Belangrijk is dat alle latere interventies in overeenstemming dienen te zijn met deze beleidsverklaring. Hen hier durft het schoentje wel es te wringen.

Vandaar het onomwonden pleidooi voor het operationeel uitwerken van een integraal beleid (fase 2) en niet enkel te voldoen aan de wettelijke verplichting van een loutere beleidsverklaring.

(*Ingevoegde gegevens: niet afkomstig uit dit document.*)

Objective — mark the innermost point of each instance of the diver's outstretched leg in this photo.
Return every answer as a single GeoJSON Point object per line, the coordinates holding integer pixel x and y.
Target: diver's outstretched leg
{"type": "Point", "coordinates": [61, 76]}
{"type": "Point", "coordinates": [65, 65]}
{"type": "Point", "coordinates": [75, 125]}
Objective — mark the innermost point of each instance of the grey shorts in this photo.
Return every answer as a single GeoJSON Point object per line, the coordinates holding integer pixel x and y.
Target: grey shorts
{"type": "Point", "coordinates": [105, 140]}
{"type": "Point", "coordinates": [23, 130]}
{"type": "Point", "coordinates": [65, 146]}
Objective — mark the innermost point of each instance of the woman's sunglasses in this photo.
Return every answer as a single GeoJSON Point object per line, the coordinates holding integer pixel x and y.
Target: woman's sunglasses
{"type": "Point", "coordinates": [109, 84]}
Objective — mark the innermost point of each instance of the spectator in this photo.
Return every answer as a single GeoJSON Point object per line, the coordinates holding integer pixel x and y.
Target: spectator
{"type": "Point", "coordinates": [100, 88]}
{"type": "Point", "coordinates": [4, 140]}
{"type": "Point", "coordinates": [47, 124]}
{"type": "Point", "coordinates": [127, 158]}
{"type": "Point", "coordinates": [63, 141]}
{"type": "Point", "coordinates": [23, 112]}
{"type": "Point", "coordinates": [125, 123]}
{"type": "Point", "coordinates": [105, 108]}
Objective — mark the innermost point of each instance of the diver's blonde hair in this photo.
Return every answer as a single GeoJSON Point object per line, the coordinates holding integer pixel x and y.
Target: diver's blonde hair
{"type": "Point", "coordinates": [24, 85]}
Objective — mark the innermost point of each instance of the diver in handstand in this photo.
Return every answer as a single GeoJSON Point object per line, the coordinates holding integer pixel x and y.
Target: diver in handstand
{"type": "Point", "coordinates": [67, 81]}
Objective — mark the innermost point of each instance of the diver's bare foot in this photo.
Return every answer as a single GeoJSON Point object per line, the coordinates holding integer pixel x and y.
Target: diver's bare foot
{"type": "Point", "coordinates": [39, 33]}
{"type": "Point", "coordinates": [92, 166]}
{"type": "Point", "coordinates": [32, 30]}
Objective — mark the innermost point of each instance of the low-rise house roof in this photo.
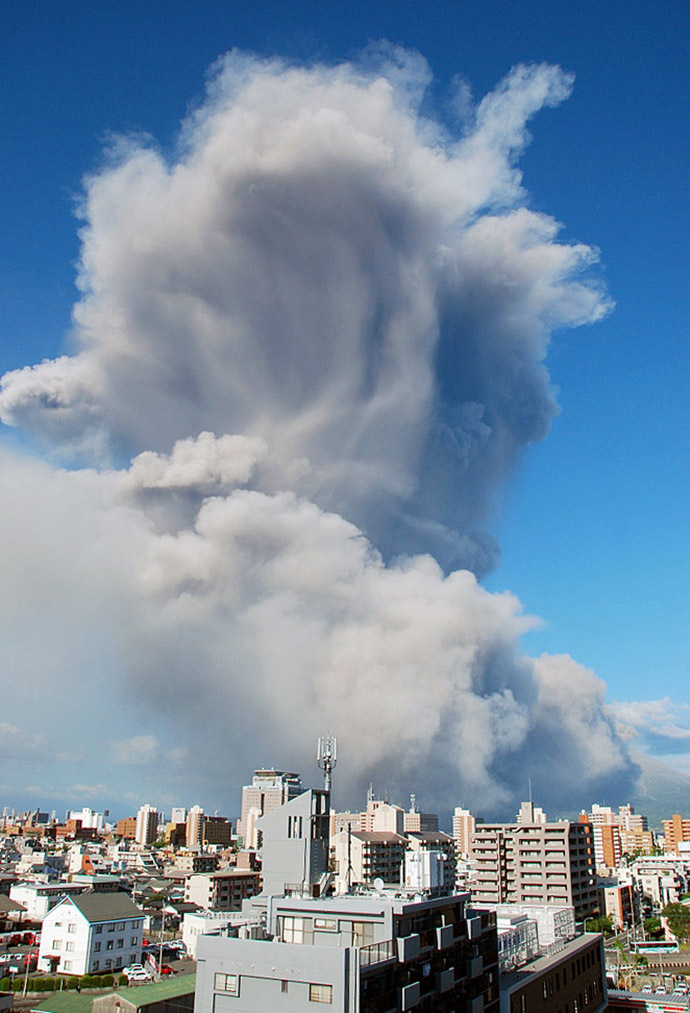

Om het beleid verder uit te werken is het aangewezen om in eerste instantie de regels rond de beschikbaarheid en gebruik van alcohol in de onderneming onder de loep te nemen. Specifieke vereiste is een heldere regelgeving rond de (on)beschikbaarheid op het werk van alcohol, het binnenbrengen van alcohol en drugs en het werkgerelateerd gebruik van alcohol en drugs. Hiernaast dienen de communicatie- en handelingsprocedures die gevolgd moeten worden bij disfunctioneren door acute werkonbekwaamheid of chronisch middelenmisbruik uitgewerkt te worden en helder en herhaald bekendgemaakt.

Op vlak van voorlichting en sensibilisatie vraagt het aanscherpen van de alertheid en een volgehouden agendasetting van het thema om een doordachte strategie. Sowieso is het aangewezen om voor van alle werknemers via interne communicatiekanalen, vorming,… periodiek te sensibiliseren rond middelenmisbruik met oog op gezondheid, welzijn en veiligheid.

Bovendien is het raadzaam te voorzien in gepaste vorming ten behoeve van de leidinggevenden. Dit met oog op het verhogen van hun handelingsbekwaamheid in geval van.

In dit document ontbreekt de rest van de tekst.